Durban Botanic Gardens
Africa’s Oldest Surviving Botanic Garden
Background
For more than 450 years, botanic gardens have been at the forefront of human understanding and knowledge of plants and the environment in which they live. The Durban Botanic Gardens is currently the oldest surviving botanic garden on the African continent and our City's oldest public institution. It was developed in 1849 as a botanic station for the trial of agricultural crops. Today the Gardens has progressed as part of a network of botanic gardens internationally to focus on core areas of biodiversity, education, heritage, research, horticultural excellence and green innovation.
Biodiversity
The Gardens maintains both indigenous and exotic plant collections from the sub-tropics characterized by a good number of majestic tree species that dominate the landscape. The Gardens is responsible for a good number of conservation significant and threatened plant collections such as cycads and palms.
Collections
The Garden's main plant collections are cycads, orchids, bromeliads and palms. The Garden also has a unique selection of trees from all over the world. There are more than eighty heritage trees which, in many instances, exceed one hundred years old and therefore have historic value.
Education
Our education programmes include curriculum-linked schools guided programmes, permaculture courses, schools greening, a public lecture series programme and an alien invasive plant garden. Environmental Education Guides are trained at the Garden in environmental interpretation & guiding skills, as well as the natural and cultural heritage of the Gardens.
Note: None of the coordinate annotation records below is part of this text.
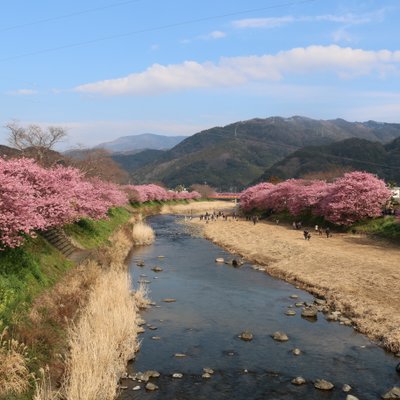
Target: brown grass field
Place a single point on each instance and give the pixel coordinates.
(358, 276)
(196, 208)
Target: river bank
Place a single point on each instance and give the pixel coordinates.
(357, 275)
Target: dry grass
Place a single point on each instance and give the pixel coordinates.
(142, 234)
(103, 340)
(43, 388)
(198, 208)
(141, 296)
(357, 275)
(14, 374)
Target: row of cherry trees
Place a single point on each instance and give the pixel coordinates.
(355, 196)
(152, 192)
(36, 198)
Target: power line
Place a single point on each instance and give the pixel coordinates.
(153, 29)
(66, 16)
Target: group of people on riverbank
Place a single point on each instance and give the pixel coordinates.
(234, 216)
(318, 230)
(215, 216)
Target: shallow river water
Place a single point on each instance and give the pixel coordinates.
(214, 304)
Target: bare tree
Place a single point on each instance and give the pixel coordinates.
(35, 141)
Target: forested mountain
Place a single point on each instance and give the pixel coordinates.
(346, 155)
(233, 156)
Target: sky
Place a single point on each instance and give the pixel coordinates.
(103, 69)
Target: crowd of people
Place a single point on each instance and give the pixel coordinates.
(297, 225)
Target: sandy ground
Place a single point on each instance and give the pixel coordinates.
(357, 275)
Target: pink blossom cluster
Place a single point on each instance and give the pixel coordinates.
(34, 198)
(152, 192)
(353, 197)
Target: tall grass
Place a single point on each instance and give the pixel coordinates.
(103, 340)
(141, 296)
(14, 373)
(142, 234)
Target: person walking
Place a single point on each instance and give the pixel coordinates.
(328, 232)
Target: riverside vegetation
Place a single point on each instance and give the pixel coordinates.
(49, 304)
(91, 305)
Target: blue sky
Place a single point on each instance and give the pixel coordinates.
(104, 69)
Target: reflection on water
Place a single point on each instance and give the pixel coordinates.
(214, 304)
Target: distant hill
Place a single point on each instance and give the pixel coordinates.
(233, 156)
(131, 162)
(137, 143)
(349, 154)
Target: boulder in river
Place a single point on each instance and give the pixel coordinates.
(392, 394)
(179, 355)
(208, 371)
(280, 336)
(298, 381)
(168, 300)
(309, 312)
(246, 336)
(322, 384)
(351, 397)
(320, 302)
(346, 388)
(151, 387)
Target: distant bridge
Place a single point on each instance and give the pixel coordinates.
(225, 196)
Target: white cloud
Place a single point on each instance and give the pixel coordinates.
(344, 62)
(378, 112)
(274, 22)
(342, 35)
(22, 92)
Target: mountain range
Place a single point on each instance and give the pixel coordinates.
(349, 154)
(234, 156)
(136, 143)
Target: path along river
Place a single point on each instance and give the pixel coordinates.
(214, 304)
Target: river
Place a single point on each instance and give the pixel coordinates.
(214, 304)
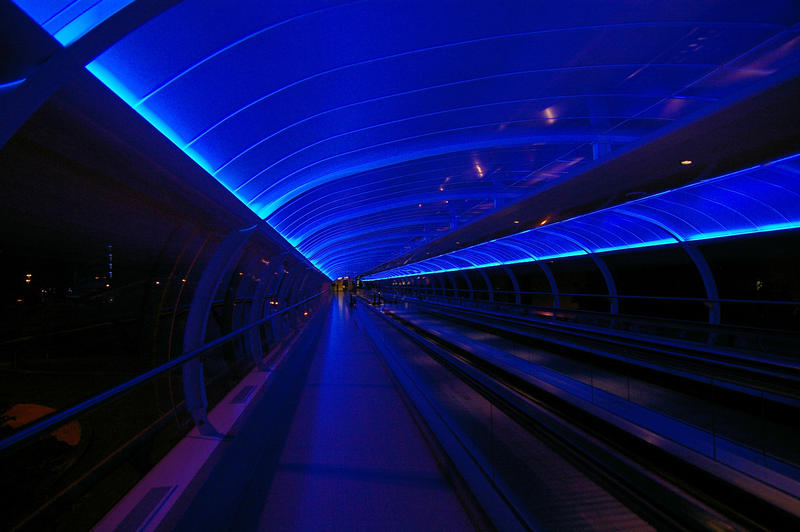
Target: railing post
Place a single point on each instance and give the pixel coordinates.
(194, 335)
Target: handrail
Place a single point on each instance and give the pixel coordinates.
(634, 318)
(100, 399)
(622, 296)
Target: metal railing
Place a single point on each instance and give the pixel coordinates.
(62, 417)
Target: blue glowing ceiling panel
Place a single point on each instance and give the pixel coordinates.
(758, 199)
(362, 130)
(69, 20)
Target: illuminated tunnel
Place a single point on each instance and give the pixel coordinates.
(198, 194)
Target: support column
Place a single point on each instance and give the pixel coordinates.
(194, 335)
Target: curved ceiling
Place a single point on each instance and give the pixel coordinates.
(362, 130)
(759, 199)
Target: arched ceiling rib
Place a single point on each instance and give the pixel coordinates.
(338, 120)
(763, 198)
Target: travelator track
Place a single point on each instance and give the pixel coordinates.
(665, 484)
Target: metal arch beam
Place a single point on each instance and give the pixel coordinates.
(257, 308)
(611, 286)
(194, 334)
(19, 104)
(469, 284)
(699, 260)
(712, 292)
(552, 280)
(514, 283)
(488, 282)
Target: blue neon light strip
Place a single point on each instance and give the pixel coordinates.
(69, 20)
(760, 199)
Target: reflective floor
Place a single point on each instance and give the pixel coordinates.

Permaculture food garden programmes help promote food sovereignty the idea that food should be both nutritionally and culturally significant. Theme-based garden tours are run regularly at the gardens which include topics like: Heritage trees, and People & Plants. The William Poulton Library was established in 1990 and remains unsurpassed in the City as a specialist horticultural collection.
Heritage
Being over 150 years in age, the Gardens play a unique role in eThekwini's cultural landscape with substantial national and international tourism value. The Durban Botanic Gardens Trust is an independent fund raising organization that aims to support the Durban Botanic Gardens with botanical and horticultural development,maintenance and capacity development in order to ensure that this unique place of botanical heritage is sustained and made broadly accessible for future generations. Generations of curators have left an invaluable resource in the form of plant collections at the Garden.
Research
Our collections, especially the major collections of cycads and palms in the Gardens, offer a rich range of material for researchers and students from various disciplines; the Gardens work actively with the (KwaZulu- Natal) (KZN)Herbarium, University of KwaZulu-Natal (UKZN) and Durban University of Technology (DUT). Key research programmes include:
1. The Stangeria project;
2. Sandstone Sourveld research programme;
3. City Micropropagation Laboratory;
4. KZN Herbarium;
5. UKZN Department of Life Sciences;
6. Cycads
Horticultural excellence
Horticultural excellence, as an applied science, sustains the living plant collections of the Gardens. A School of Horticulture was set up several years ago in partnership with the Durban University of Technology's Horticulture Department. The Garden provides the best opportunity to develop young horticulturists. The Gardens has also won a few Chelsea flower show awards which are a testament to our place in international horticultural excellence. The eminent Garden Window Project will promote horticultural excellence in a range of plant related facilities at the Gardens. Its aim is to address problems with urban greening, medicinal plants and food gardens.
Green Innovation
The future of the Gardens will focus on innovative responses to the Global Strategy for Plant Conservation (GSPC) and linking ideas within horticulture to ecosystem services.